Yargıtay 17. Hukuk Dairesi 2016/12670 Esas 2019/5190 Karar Sayılı İlamı

Özet: (Bu özet Yapay Zeka tarafından yazılmıştır. Hukuki olarak geçerliliği yoktur.)


Davalı trafik sigortacısı, kazada ölen davacıların oğlu için tazminat ödemiş ancak davacılar daha yüksek bir tazminat talep etmiştir. Sigorta Hakem Heyeti, kısmen haklı buldukları davacılara bir miktar tazminat ödenmesi kararını çıkarmıştır. Ancak davacılar, bu karara itiraz etmiş ve Sigorta İtiraz Hakem Heyeti itirazlarını reddetmiştir. Dava, trafik kazası sonucu ölen kişinin destekten yoksun kalma tazminatı isteği ile ilgilidir. Destekten yoksun kalan kişinin sağladığı yardım miktarı doğru belirlenmeli ve gerektiğinde yargıç takdir hakkını kullanarak belirlemelidir. Mahkeme, bilirkişiler tarafından yapılan destek hesaplamasının hatalı olduğuna karar vermiştir.
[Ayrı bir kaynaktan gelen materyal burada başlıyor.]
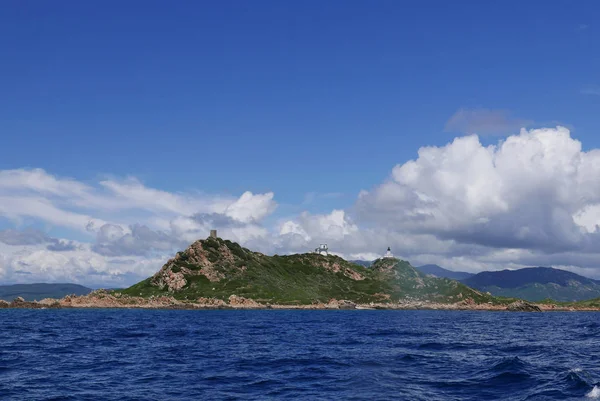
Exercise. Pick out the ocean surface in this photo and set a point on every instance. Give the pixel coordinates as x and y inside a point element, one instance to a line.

Yargıtay'ın yerleşik uygulamalarına göre belirlenen destek paylarına göre tazminat miktarının belirlenmesi gerektiği belirtilmiştir. 2918 sayılı Karayolları Trafik Kanunu'nun 92. maddesi ve 5684 sayılı Sigortacılık Kanunu'nun 148. maddesi kararda geçen kanun maddeleridir.
17. Hukuk Dairesi         2016/12670 E.  ,  2019/5190 K.

    "İçtihat Metni"


    MAHKEMESİ :Ticaret Mahkemesi


    Taraflar arasındaki tahkim davası hakkında Sigorta Tahkim Komisyonu Uyuşmazlık Hakem Heyeti tarafından verilen 26.01.2016 tarih ve 2016/2255 sayılı karara karşı, davacılar vekili tarafından yapılan itiraz üzerine, Sigorta Tahkim Komisyonu İtiraz Hakem Heyeti tarafından verilen 10.05.2016 tarih ve 2016/1021 sayılı itirazın reddine dair kararın, süresi içinde davacılar vekili tarafından temyiz edilmesi üzerine, dosya incelendi, gereği düşünüldü:
    -K A R A R-
    Davacılar vekili, davalının trafik sigortacısı olduğu motorsikleti sevk ve idare eden davacıların oğlu ...."in karıştığı kazada öldüğünü, davacıların ölenin desteğinden yoksun kaldığını, davalıya yapılan başvuru üzerine 39.150,00 TL. tazminat ödenmişse de bu bedelin gerçek zararın altında olduğunu belirterek fazlaya ilişkin hakları saklı kalmak kaydıyla davacılar için 25.000,00"er TL. maddi tazminatın kısmi ödeme tarihinden işleyecek faiziyle birlikte davalıdan tahsilini talep etmiştir.
    Davalı vekili, davanın reddini savunmuştur.
    Sigorta Hakem Heyeti tarafından, iddia, savunma, toplanan deliller ve benimsenen bilirkişi raporuna göre; davanın kısmen kabulü ile davacı Seyfullah için 6.063,27 TL. tazminatın 05.10.2015 tarihinden işleyecek yasal faiziyle birlikte davalıdan tahsiline; iki ayrı sigorta şirketi tarafından yapılan ödemelerle zararı karşılanan ve karşılanmamış zararı kalmayan davacı ..."nın talebinin reddine karar verilmiş; bu karara, davacılar vekili İtiraz Hakem Heyeti nezdinde itiraz etmiştir. Sigorta İtiraz Hakem Heyeti tarafından, Uyuşmazlık Hakem Heyeti"nin hükme esas aldığı hesap ek raporunun olaya ve Yargıtay içtihatlarına uygun olduğu gerekçesiyle, davacılar vekilinin Hakem Heyeti kararına karşı yaptığı itirazın reddine karar verilmiş; karar, davacılar vekili tarafından temyiz edilmiştir.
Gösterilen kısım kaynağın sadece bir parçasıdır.